Mavenpom.xml
添加依赖
<dependency>
<groupId>org.apache.hadoop</groupId>
<artifactId>hadoop-client</artifactId>
<version>3.3.0</version>
</dependency>
单词计数
对一个文件file.txt
进行单词计数
file.txt
(这里我就随便找了个python之禅)
The Zen of Python, by Tim Peters
Beautiful is better than ugly.
Explicit is better than implicit.
Simple is better than complex.
Complex is better than complicated.
Flat is better than nested.
Sparse is better than dense.
Readability counts.
Special cases aren't special enough to break the rules.

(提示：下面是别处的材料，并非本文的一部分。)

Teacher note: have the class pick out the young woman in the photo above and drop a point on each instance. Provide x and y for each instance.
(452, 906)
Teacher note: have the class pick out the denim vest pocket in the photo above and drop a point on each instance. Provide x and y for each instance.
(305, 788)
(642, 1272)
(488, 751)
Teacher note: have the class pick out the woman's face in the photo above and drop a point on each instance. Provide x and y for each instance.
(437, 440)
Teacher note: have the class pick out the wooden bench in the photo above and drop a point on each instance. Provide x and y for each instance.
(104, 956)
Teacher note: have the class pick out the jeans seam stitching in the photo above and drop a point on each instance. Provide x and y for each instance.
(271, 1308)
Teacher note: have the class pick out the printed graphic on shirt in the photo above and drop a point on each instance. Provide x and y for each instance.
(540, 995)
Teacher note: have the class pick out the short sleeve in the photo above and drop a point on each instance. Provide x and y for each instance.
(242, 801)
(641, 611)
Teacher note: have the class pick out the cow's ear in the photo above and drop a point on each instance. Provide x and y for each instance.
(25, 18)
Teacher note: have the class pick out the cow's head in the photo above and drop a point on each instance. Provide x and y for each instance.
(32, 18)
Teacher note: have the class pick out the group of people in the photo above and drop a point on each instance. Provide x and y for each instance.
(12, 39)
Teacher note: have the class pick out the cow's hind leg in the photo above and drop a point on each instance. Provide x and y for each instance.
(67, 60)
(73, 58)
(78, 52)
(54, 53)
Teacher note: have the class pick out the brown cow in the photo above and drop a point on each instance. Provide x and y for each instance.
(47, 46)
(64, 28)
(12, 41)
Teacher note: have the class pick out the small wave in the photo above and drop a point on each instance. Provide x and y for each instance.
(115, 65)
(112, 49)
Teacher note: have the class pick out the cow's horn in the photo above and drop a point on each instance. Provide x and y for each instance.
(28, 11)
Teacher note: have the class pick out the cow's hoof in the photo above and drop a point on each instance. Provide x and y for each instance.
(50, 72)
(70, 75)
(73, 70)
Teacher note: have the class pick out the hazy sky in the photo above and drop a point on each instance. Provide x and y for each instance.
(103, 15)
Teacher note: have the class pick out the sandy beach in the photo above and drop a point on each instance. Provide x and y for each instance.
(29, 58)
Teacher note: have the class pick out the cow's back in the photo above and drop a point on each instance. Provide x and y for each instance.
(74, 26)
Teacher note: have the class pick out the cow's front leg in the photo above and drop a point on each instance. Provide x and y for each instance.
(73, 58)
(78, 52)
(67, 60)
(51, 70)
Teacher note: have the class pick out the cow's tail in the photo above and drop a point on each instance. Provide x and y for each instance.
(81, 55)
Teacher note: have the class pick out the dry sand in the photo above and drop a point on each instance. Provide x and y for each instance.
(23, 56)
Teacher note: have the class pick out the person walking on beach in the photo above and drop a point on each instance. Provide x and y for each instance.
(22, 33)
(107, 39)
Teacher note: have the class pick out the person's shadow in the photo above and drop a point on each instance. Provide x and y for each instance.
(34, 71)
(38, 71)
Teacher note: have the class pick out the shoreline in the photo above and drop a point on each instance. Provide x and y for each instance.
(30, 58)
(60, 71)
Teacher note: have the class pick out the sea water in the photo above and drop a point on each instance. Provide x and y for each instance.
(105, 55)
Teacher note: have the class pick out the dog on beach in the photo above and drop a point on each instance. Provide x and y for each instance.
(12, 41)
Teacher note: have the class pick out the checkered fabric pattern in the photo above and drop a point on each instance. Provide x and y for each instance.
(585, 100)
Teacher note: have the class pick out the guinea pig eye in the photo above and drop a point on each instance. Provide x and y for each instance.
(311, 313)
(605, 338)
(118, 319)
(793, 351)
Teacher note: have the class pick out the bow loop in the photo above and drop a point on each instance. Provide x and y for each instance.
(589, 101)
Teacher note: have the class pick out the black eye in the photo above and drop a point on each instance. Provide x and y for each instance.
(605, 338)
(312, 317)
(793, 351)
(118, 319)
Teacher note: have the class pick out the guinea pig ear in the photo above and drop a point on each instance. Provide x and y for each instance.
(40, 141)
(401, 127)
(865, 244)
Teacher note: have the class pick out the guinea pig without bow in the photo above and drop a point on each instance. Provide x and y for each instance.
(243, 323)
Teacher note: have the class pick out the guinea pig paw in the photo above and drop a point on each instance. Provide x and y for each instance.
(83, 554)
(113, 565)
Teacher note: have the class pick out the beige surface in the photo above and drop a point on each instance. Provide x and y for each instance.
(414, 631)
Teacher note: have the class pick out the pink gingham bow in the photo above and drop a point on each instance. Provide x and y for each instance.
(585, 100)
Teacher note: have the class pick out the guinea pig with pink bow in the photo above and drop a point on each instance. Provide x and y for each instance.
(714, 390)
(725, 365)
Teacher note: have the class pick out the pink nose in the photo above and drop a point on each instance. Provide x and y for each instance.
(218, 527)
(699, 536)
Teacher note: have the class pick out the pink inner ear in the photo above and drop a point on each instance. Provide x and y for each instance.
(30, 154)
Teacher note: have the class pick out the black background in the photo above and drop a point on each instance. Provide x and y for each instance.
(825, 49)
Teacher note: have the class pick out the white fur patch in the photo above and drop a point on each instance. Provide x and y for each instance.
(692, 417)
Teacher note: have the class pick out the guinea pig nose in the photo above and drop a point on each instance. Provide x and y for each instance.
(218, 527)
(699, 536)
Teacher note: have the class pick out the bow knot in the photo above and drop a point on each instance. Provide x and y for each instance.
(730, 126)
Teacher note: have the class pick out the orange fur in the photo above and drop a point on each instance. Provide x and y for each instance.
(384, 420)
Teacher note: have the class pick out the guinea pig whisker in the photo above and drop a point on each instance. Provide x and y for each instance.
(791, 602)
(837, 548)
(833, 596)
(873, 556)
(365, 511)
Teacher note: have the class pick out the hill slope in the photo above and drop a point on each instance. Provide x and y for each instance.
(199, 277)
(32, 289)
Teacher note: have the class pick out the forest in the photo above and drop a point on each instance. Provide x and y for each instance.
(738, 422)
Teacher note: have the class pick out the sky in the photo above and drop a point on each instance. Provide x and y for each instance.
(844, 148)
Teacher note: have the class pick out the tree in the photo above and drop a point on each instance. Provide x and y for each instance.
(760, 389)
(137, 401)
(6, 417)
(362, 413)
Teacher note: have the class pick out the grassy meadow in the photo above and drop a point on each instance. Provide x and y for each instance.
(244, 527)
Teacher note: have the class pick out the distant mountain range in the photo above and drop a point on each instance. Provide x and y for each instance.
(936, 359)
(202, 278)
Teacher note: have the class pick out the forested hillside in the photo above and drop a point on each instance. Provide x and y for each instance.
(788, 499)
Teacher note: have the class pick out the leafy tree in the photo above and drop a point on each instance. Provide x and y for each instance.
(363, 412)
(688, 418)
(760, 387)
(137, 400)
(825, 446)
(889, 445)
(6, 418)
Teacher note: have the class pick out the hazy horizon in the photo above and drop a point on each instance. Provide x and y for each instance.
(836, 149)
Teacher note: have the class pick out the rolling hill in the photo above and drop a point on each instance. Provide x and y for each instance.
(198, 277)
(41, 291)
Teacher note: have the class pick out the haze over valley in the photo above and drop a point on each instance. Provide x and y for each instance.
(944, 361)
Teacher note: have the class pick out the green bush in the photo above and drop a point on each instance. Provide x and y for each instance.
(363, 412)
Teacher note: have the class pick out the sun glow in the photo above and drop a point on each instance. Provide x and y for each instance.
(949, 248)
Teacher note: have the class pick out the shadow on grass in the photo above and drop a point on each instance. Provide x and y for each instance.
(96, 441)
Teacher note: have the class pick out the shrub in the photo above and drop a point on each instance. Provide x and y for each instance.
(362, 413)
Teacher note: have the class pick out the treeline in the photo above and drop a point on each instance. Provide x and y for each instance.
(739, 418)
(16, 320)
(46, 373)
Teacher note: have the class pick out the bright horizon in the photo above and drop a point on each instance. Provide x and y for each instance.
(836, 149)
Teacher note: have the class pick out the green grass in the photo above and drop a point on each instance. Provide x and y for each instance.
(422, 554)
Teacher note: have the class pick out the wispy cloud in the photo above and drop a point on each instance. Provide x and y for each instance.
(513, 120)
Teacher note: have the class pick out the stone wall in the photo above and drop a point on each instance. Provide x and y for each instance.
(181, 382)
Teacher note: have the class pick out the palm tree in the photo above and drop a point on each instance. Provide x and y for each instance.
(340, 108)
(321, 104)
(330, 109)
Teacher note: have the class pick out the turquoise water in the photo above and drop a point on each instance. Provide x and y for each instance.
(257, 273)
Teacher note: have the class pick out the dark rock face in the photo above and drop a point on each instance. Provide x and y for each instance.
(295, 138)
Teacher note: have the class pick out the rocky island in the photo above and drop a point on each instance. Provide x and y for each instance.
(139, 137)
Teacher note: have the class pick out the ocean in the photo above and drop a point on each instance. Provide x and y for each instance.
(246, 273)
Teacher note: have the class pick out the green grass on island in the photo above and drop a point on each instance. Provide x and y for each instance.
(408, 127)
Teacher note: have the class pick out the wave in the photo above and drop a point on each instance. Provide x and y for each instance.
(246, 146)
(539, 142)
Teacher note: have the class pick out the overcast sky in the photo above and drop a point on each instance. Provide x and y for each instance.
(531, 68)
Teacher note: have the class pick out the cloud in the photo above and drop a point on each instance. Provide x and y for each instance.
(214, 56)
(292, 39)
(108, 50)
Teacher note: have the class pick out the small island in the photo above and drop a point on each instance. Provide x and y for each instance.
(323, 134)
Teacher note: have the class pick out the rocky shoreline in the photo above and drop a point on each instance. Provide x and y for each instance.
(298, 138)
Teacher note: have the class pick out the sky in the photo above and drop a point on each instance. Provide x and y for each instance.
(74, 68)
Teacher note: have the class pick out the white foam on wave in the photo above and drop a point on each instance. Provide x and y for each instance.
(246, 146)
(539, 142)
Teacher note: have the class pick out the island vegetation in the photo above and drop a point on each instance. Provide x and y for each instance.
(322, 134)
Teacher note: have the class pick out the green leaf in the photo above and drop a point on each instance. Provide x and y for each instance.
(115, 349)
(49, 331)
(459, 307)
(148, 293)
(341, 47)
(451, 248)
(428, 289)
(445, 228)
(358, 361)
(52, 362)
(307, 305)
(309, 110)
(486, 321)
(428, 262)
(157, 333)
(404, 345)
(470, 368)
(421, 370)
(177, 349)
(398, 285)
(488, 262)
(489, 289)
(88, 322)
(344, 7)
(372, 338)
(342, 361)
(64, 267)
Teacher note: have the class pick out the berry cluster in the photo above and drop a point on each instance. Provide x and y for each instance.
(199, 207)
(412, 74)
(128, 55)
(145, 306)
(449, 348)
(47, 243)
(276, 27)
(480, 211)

Although practicality beats purity.
Errors should never pass silently.
Unless explicitly silenced.
In the face of ambiguity, refuse the temptation to guess.
There should be one-- and preferably only one --obvious way to do it.
Although that way may not be obvious at first unless you're Dutch.
Now is better than never.
Although never is often better than *right* now.
If the implementation is hard to explain, it's a bad idea.
If the implementation is easy to explain, it may be a good idea.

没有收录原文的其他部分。